Live fed cattle prices were at a record high in nominal
dollars in 2005. In fact, they set a new record high in 2003, 2004 and 2005.
Feeder cattle prices continue at a very strong level and are
expected to continue strong for all of 2006 if we have normal crop production.
SWINE
Pork exports in 2005 continued to run well above 2004. For
January to November, they were 22.4 percent above this period of 2004. In fact,
January to November 2005 tonnage was 11 percent more than the annual total for
2004.
Our 2005 consumer demand index for pork was 4 percent below
the 2004 level. However, during the fourth quarter of 2005, consumer demand was
down only 3.3 percent compared to the 4.2 percent average loss for the year.
The good news is that our 2005 demand index for live hogs
was only 1 percent below 2004. However, October through December it was down
3.3 percent compared to October to December 2004.
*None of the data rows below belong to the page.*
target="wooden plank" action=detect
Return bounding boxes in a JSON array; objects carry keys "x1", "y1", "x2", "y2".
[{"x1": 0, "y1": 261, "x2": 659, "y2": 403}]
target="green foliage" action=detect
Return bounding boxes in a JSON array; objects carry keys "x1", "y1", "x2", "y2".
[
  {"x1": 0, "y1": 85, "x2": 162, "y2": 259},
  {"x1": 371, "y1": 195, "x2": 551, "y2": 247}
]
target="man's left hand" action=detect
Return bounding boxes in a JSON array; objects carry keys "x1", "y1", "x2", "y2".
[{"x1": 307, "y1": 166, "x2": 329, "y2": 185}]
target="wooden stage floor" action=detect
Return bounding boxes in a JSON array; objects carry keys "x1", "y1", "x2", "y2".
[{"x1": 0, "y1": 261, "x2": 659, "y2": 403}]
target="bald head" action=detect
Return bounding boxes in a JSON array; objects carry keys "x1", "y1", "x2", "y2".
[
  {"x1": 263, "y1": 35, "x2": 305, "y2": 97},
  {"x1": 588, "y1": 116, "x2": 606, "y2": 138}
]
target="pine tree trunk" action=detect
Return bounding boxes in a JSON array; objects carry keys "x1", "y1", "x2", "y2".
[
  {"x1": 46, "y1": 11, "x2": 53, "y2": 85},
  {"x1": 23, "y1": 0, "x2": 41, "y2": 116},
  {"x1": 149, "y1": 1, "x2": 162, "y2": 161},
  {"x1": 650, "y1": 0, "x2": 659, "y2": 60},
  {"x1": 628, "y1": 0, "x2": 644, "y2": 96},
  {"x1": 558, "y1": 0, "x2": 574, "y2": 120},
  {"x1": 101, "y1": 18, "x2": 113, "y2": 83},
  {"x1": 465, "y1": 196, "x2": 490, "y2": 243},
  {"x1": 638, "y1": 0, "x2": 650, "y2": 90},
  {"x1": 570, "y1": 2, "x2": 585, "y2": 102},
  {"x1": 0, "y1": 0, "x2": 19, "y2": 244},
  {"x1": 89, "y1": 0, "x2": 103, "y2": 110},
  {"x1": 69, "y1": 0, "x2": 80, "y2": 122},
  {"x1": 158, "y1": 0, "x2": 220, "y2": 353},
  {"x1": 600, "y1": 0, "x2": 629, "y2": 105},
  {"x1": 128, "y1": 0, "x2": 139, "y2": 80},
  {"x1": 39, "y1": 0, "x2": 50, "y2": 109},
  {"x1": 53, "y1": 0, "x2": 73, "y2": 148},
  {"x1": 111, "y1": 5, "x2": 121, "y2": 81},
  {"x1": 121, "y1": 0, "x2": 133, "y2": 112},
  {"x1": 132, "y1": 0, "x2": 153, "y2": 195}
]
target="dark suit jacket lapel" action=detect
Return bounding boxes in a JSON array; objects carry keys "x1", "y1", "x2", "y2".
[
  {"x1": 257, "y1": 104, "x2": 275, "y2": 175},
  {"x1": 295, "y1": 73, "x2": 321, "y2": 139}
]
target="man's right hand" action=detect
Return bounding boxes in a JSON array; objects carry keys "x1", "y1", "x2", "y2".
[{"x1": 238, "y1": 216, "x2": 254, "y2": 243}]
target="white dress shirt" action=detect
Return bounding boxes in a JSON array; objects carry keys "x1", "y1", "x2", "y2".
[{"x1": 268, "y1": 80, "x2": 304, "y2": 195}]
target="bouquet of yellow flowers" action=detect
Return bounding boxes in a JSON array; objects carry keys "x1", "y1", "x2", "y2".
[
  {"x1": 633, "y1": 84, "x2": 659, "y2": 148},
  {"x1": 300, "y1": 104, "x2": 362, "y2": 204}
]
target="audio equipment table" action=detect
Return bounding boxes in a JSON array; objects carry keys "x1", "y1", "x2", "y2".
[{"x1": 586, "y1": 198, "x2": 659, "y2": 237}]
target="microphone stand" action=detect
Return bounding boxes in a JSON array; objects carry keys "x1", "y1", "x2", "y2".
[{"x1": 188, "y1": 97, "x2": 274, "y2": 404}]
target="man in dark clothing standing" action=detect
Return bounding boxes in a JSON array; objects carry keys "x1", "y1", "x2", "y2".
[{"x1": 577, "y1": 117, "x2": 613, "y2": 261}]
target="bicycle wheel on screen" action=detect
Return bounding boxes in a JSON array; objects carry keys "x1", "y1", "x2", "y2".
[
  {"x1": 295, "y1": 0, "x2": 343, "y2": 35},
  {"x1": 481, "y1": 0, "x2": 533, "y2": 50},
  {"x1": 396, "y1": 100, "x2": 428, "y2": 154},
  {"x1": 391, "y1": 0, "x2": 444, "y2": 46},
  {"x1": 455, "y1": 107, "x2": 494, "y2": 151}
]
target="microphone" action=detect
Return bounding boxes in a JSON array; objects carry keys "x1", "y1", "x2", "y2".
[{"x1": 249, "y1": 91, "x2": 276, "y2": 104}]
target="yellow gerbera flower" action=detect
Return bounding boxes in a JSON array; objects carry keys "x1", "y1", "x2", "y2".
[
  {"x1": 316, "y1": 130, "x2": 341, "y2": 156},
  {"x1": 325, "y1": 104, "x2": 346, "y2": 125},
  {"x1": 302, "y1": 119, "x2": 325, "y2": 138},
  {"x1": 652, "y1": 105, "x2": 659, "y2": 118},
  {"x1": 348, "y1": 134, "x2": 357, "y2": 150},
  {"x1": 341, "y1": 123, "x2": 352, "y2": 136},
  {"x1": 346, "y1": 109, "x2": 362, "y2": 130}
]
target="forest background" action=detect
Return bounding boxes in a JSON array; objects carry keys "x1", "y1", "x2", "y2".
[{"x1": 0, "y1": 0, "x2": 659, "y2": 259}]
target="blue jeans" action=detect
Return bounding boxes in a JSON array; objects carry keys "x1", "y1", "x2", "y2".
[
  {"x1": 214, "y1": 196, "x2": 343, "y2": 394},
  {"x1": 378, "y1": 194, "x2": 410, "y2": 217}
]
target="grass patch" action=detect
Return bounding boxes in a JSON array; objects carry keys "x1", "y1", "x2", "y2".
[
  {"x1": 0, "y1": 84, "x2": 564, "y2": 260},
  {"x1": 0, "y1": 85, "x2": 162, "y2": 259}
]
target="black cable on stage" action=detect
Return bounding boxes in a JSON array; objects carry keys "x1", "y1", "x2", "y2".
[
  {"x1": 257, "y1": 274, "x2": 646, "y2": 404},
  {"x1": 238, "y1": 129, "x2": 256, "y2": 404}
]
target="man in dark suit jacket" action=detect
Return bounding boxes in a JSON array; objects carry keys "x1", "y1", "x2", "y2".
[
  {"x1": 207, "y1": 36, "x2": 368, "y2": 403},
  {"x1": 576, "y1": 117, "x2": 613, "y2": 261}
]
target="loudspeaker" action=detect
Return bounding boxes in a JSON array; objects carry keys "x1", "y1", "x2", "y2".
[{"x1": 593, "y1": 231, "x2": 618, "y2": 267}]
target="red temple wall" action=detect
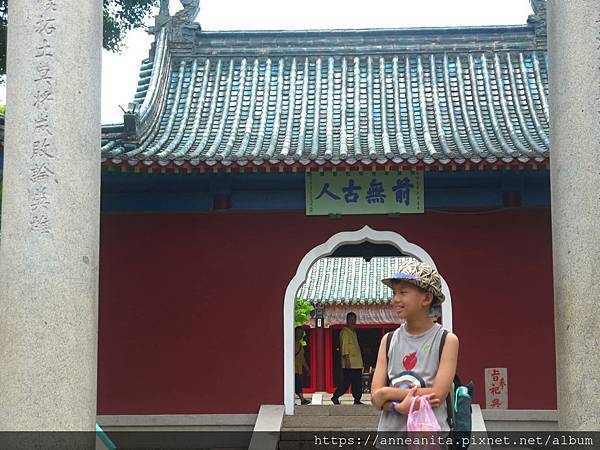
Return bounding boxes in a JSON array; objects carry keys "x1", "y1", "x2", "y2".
[{"x1": 98, "y1": 209, "x2": 556, "y2": 414}]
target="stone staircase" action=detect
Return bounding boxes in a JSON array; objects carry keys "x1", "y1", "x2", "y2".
[{"x1": 279, "y1": 404, "x2": 380, "y2": 450}]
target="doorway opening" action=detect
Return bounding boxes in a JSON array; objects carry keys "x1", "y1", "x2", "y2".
[{"x1": 283, "y1": 226, "x2": 452, "y2": 415}]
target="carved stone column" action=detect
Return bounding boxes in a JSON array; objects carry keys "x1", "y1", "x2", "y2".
[
  {"x1": 548, "y1": 0, "x2": 600, "y2": 431},
  {"x1": 0, "y1": 0, "x2": 102, "y2": 436}
]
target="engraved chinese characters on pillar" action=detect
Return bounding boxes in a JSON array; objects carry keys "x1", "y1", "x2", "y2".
[
  {"x1": 485, "y1": 367, "x2": 508, "y2": 409},
  {"x1": 28, "y1": 0, "x2": 58, "y2": 235}
]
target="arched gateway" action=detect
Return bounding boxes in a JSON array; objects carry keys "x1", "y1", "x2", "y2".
[{"x1": 283, "y1": 226, "x2": 452, "y2": 414}]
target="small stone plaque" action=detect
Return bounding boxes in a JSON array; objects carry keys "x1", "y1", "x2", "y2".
[{"x1": 485, "y1": 367, "x2": 508, "y2": 409}]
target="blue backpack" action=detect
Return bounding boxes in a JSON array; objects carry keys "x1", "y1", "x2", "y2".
[{"x1": 439, "y1": 330, "x2": 474, "y2": 448}]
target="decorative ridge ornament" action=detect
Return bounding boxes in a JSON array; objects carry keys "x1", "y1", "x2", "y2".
[
  {"x1": 148, "y1": 0, "x2": 200, "y2": 41},
  {"x1": 527, "y1": 0, "x2": 547, "y2": 36},
  {"x1": 174, "y1": 0, "x2": 200, "y2": 25}
]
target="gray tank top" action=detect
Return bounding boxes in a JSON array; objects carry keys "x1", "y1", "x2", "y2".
[{"x1": 377, "y1": 323, "x2": 450, "y2": 432}]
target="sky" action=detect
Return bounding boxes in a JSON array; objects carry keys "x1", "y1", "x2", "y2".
[{"x1": 0, "y1": 0, "x2": 531, "y2": 124}]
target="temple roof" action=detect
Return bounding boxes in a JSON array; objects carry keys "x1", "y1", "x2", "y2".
[
  {"x1": 102, "y1": 15, "x2": 549, "y2": 172},
  {"x1": 298, "y1": 256, "x2": 402, "y2": 305},
  {"x1": 0, "y1": 3, "x2": 549, "y2": 171}
]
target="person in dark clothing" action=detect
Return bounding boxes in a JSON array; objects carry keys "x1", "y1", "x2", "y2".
[{"x1": 331, "y1": 312, "x2": 363, "y2": 405}]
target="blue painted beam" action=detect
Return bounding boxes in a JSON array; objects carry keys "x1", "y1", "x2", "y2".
[{"x1": 102, "y1": 171, "x2": 550, "y2": 212}]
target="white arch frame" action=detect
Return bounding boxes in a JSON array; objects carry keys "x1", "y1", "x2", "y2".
[{"x1": 283, "y1": 225, "x2": 452, "y2": 415}]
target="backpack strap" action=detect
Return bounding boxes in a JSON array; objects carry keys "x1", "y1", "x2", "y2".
[
  {"x1": 438, "y1": 329, "x2": 454, "y2": 429},
  {"x1": 385, "y1": 331, "x2": 394, "y2": 385}
]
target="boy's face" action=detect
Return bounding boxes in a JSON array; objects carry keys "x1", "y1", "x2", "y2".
[{"x1": 392, "y1": 281, "x2": 432, "y2": 320}]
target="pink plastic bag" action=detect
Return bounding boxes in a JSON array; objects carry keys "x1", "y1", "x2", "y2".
[{"x1": 406, "y1": 395, "x2": 441, "y2": 450}]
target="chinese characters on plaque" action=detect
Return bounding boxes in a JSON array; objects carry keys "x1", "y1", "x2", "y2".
[
  {"x1": 306, "y1": 171, "x2": 424, "y2": 216},
  {"x1": 28, "y1": 0, "x2": 57, "y2": 235},
  {"x1": 485, "y1": 367, "x2": 508, "y2": 409}
]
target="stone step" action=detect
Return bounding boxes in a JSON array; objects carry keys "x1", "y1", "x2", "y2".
[
  {"x1": 287, "y1": 405, "x2": 381, "y2": 417},
  {"x1": 282, "y1": 415, "x2": 379, "y2": 430}
]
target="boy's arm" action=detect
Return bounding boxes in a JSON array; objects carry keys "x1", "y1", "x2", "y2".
[
  {"x1": 371, "y1": 333, "x2": 390, "y2": 409},
  {"x1": 432, "y1": 333, "x2": 458, "y2": 402}
]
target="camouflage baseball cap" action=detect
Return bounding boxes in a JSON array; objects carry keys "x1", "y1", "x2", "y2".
[{"x1": 381, "y1": 258, "x2": 445, "y2": 303}]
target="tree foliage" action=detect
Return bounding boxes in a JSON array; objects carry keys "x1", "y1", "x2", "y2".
[
  {"x1": 294, "y1": 298, "x2": 315, "y2": 327},
  {"x1": 0, "y1": 0, "x2": 159, "y2": 76}
]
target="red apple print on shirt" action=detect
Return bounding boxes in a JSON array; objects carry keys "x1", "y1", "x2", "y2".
[{"x1": 402, "y1": 352, "x2": 417, "y2": 370}]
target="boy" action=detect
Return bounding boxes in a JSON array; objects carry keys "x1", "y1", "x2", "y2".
[{"x1": 371, "y1": 258, "x2": 458, "y2": 434}]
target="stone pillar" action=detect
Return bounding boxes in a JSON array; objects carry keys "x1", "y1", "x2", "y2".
[
  {"x1": 548, "y1": 0, "x2": 600, "y2": 431},
  {"x1": 0, "y1": 0, "x2": 102, "y2": 432}
]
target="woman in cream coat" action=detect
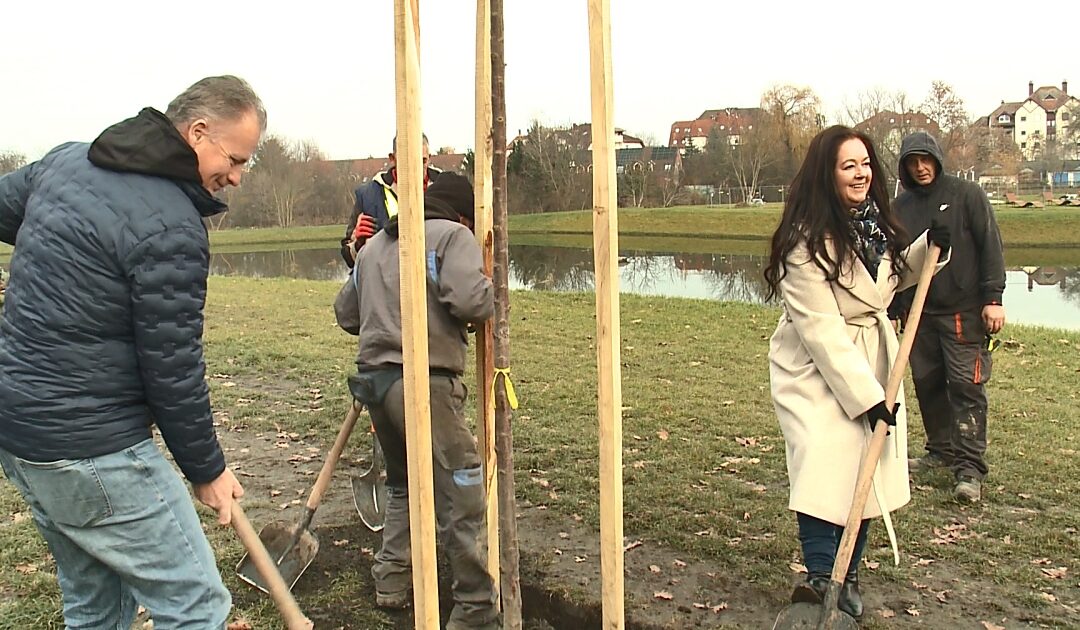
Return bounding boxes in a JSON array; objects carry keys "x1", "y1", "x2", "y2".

We are concerned about demand for pork and live hogs in
2006. In January, signs indicated weakness in demand for pork. At least a
portion of this weakness may be due to large supplies of meat and lower chicken
prices. Much of the weakness in chicken prices is associated with Avian flu and
the impact it is having on demand for chicken around the world.
Hog weights continue to contribute to the growth in pork
production. Live weights for barrows and gilts in Iowa-Southern Minnesota set
new record highs for the three weeks ending Jan. 21. Barrow and gilt carcass
weights averaged 202 lbs. for the weeks ending Jan. 7 and 14.
The odds appear quite high that pork production will set new
record highs in both 2006 and 2007. With this level of production and
productivity growth, we do not need to increase the breeding herd.
We are hear
about some pig disease contributing to death loss in North Carolina. Whether
these losses will be enough to impact summer marketings is quite speculative;
but unless they do, slaughter hog prices in 2006 may not be much above the
breakeven price for average cost producers.